Le mystère des pré-Hittites

Au moment où les constructeurs inconnus de Stonehenge se montraient capables, par des moyens que nous ignorons, de baliser les espaces célestes et de transporter sur des dizaines de kilomètres des blocs de quarante tonnes, une brillante civilisation florissait au cœur de l’actuelle Turquie, là même où, quelques siècles plus tard, la plus ancienne civilisation indo-européenne connue, celle des Hittites, allait pour un temps dominer le Proche-Orient. Cette civilisation pré-hittite, découverte tout récemment, était née vers le début du IIIe millénaire, c’est-à-dire qu’elle fut contemporaine de Sumer. Henri-Paul Eydoux[2] pose à propos de ces proto-Hittites, ou Hattis, des questions qui vont loin.

Si, en effet, une culture raffinée put se développer si anciennement en un tel lieu (et les tombes explorées montrent une extraordinaire profusion d’objets d’argent et d’or, témoignant d’une haute technique métallurgique), ne va-t-il pas falloir réviser tout ce que l’on croyait savoir des origines de Troie et de Mycènes, donc des sources de la civilisation hellène?

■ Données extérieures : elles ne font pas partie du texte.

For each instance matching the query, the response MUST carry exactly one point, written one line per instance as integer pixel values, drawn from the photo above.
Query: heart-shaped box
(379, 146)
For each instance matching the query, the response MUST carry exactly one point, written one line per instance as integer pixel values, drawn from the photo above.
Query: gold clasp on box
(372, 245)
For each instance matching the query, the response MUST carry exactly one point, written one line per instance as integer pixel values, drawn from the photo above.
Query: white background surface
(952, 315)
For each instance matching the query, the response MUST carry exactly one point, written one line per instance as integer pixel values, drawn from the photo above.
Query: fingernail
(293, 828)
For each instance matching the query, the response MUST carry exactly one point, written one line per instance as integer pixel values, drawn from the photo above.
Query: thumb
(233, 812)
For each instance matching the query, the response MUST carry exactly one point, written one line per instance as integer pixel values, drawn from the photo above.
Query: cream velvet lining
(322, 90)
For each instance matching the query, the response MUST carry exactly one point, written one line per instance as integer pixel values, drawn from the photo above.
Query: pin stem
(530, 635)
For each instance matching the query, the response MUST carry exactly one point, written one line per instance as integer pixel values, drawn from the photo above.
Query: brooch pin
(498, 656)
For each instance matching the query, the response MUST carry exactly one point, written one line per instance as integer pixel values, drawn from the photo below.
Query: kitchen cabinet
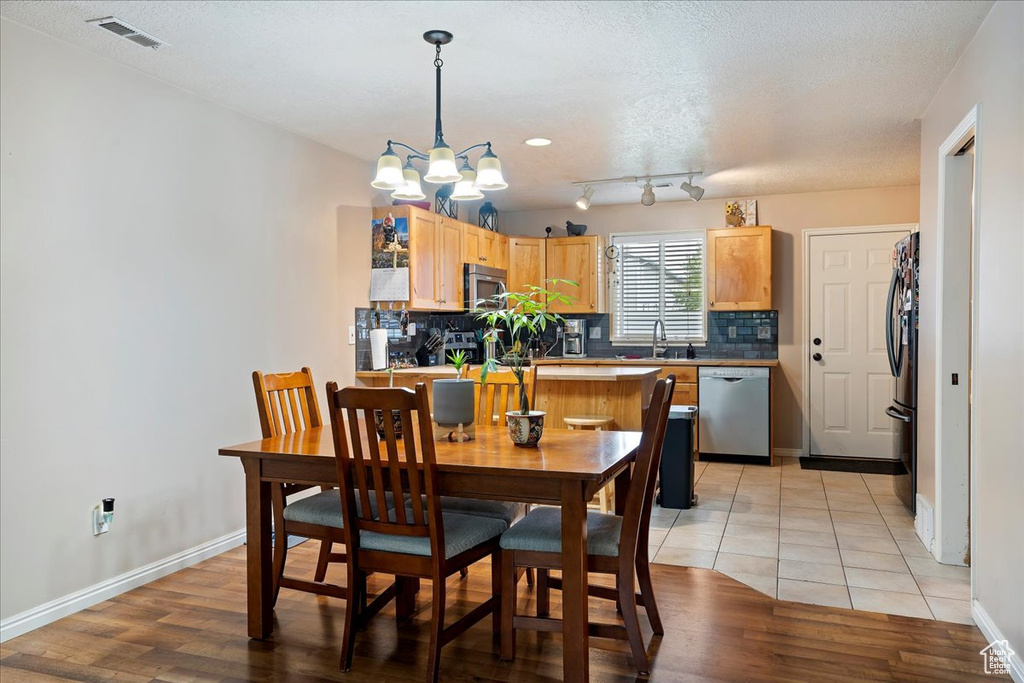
(435, 281)
(450, 285)
(582, 260)
(483, 247)
(739, 268)
(526, 263)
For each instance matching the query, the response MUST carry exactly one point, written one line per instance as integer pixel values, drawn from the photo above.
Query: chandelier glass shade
(442, 161)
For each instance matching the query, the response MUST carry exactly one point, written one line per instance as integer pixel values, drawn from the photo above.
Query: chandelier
(441, 166)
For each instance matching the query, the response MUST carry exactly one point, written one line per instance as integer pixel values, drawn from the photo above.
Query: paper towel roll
(378, 349)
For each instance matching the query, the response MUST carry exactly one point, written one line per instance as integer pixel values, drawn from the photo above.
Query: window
(658, 275)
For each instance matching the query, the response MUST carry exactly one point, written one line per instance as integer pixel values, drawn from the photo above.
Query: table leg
(576, 640)
(623, 488)
(258, 558)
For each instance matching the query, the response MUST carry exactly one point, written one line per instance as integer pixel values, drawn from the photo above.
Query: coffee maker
(576, 339)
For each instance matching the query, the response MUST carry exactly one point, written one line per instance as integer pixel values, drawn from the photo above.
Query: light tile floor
(836, 539)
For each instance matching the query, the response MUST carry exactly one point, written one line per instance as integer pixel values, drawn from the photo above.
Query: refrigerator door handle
(890, 349)
(896, 415)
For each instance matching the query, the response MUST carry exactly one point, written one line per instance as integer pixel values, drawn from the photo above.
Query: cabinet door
(579, 259)
(526, 257)
(500, 254)
(449, 263)
(739, 268)
(472, 247)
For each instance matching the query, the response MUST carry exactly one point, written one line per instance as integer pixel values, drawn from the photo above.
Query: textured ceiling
(765, 97)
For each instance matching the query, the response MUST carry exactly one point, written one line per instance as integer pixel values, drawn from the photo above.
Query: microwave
(482, 283)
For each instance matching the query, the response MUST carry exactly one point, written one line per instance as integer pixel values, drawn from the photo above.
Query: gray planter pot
(454, 402)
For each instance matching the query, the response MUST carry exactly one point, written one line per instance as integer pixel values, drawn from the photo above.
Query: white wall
(989, 74)
(788, 215)
(156, 249)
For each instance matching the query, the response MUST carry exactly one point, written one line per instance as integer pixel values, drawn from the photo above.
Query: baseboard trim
(992, 633)
(69, 604)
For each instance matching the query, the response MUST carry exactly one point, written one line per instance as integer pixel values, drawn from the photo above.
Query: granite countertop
(637, 365)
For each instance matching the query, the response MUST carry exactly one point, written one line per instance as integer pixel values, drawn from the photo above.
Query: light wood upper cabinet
(526, 261)
(582, 260)
(739, 268)
(483, 247)
(449, 262)
(435, 281)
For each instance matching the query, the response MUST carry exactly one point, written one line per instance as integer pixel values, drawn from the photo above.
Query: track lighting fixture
(647, 199)
(695, 191)
(649, 182)
(584, 201)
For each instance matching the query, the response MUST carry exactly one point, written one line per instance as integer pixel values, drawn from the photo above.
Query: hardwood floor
(192, 627)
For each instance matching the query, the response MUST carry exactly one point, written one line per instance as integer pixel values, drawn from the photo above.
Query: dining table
(566, 469)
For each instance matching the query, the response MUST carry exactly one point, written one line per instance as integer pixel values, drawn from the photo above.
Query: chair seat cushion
(541, 530)
(462, 532)
(325, 508)
(507, 511)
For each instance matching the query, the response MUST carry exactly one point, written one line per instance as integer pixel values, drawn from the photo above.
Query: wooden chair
(615, 546)
(287, 402)
(415, 541)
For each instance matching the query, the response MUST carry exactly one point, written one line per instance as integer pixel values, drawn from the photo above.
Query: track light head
(647, 199)
(695, 191)
(584, 201)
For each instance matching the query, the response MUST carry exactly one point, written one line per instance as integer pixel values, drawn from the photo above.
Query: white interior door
(850, 381)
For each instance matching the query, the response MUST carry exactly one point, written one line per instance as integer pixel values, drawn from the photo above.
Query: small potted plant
(453, 399)
(520, 313)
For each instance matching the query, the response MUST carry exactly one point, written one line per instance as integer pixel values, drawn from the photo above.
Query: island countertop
(548, 372)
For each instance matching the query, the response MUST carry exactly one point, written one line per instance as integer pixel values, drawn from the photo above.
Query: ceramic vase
(525, 430)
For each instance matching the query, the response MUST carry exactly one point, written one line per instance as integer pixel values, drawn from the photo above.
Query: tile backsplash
(752, 335)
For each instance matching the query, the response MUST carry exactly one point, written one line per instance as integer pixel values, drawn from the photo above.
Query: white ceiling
(765, 97)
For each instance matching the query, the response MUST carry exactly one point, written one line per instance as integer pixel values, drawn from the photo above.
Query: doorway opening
(955, 324)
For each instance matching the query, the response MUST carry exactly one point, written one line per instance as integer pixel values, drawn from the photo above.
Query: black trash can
(677, 459)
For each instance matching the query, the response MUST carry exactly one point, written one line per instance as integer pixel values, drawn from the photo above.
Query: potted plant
(521, 314)
(453, 399)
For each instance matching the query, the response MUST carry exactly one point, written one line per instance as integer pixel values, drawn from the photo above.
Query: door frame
(953, 503)
(806, 297)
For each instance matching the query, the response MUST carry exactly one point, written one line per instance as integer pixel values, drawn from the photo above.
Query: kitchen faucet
(658, 346)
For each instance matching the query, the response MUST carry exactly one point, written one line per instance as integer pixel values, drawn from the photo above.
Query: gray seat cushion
(461, 534)
(541, 530)
(507, 511)
(325, 508)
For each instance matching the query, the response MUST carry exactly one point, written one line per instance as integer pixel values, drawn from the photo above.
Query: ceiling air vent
(125, 30)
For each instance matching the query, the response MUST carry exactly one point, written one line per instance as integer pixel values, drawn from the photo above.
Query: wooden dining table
(566, 469)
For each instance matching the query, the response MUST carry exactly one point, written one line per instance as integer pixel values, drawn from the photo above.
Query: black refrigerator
(901, 345)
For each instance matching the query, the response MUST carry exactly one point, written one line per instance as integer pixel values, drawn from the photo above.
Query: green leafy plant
(458, 360)
(522, 315)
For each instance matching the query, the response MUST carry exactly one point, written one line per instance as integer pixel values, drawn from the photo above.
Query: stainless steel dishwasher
(734, 409)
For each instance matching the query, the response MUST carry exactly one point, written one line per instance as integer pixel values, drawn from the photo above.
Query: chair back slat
(641, 494)
(404, 469)
(287, 402)
(500, 394)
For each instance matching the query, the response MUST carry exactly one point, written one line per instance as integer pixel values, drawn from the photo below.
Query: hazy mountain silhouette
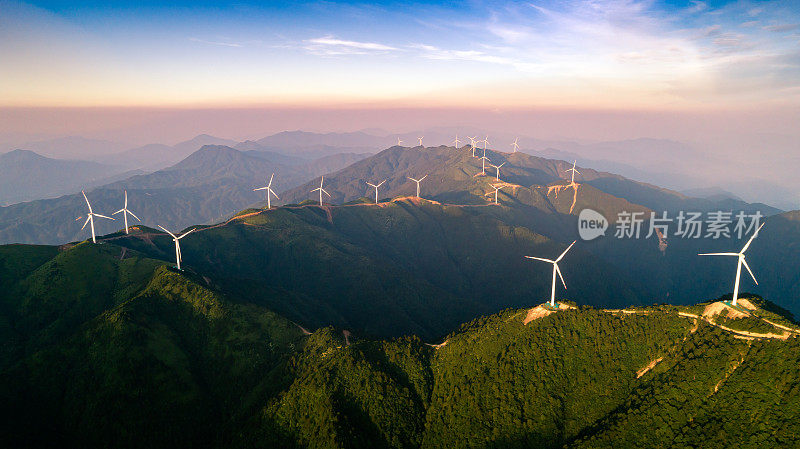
(26, 176)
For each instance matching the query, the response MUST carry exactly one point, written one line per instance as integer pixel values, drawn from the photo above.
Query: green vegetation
(106, 347)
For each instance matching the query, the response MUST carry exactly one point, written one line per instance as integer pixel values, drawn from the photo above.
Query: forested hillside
(142, 355)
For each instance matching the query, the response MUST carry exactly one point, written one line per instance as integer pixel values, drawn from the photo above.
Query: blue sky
(577, 53)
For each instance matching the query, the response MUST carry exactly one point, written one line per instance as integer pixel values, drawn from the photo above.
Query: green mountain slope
(213, 182)
(129, 353)
(404, 267)
(108, 347)
(580, 378)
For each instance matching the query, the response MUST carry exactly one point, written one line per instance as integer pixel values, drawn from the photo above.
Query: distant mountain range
(26, 176)
(210, 184)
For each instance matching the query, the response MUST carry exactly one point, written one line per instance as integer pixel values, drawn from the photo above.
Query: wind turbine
(556, 270)
(484, 160)
(124, 211)
(376, 189)
(472, 144)
(496, 190)
(176, 239)
(90, 217)
(417, 181)
(498, 169)
(269, 190)
(321, 180)
(572, 181)
(739, 264)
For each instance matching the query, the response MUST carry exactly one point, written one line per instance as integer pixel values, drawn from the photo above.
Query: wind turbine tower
(269, 190)
(375, 186)
(417, 181)
(321, 190)
(90, 217)
(484, 160)
(497, 167)
(556, 271)
(496, 190)
(125, 213)
(739, 264)
(472, 144)
(177, 239)
(573, 170)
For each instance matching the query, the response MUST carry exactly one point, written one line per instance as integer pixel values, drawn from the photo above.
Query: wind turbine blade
(744, 262)
(558, 270)
(539, 258)
(755, 234)
(186, 233)
(165, 230)
(565, 251)
(87, 201)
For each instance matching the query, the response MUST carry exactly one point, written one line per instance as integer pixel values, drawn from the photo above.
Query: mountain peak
(19, 155)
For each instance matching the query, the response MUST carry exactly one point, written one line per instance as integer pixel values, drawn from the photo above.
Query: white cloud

Selon H.-P. Eydoux, les archéologues turcs qui fouillent le site d’Alaca Hôyük ne sont pas loin de le penser. S’il en était ainsi, la Guerre de Troie ne serait pas seulement le commencement de la Grèce. Elle serait surtout la fin, l’aboutissement tragique d’une évolution plus ancienne de quinze siècles au moins. La vraie mère de la Grèce ne serait pas l’Égypte, comme le croyait Hérodote, mais un creuset de civilisations répandues autour du Bosphore et contemporaines de la plus ancienne Égypte. Quand les Grecs prirent conscience d’eux-mêmes, ils avaient depuis longtemps oublié leur enfance et c’est par erreur qu’ils voulurent la retrouver si loin de leur patrie. En somme, l’archéologie la plus récente commence d’exhumer les plus anciennes traces des lndo-Européens en marche vers le Sud-Est. La thèse de Jean Richer, professeur à l’École française d’Athènes, selon laquelle tout le monde antique de part et d’autre de la mer Égée aurait été organisé simultanément par une civilisation protohistorique unique, commence peut-être à trouver le fondement archéologique qui lui manquait.

A.M.

[1] Le Journal de l’année, p. 268 (Larousse).

[2] H.-P. Eydoux: À la recherche des mondes perdus (Larousse). Ce livre est magnifiquement illustré.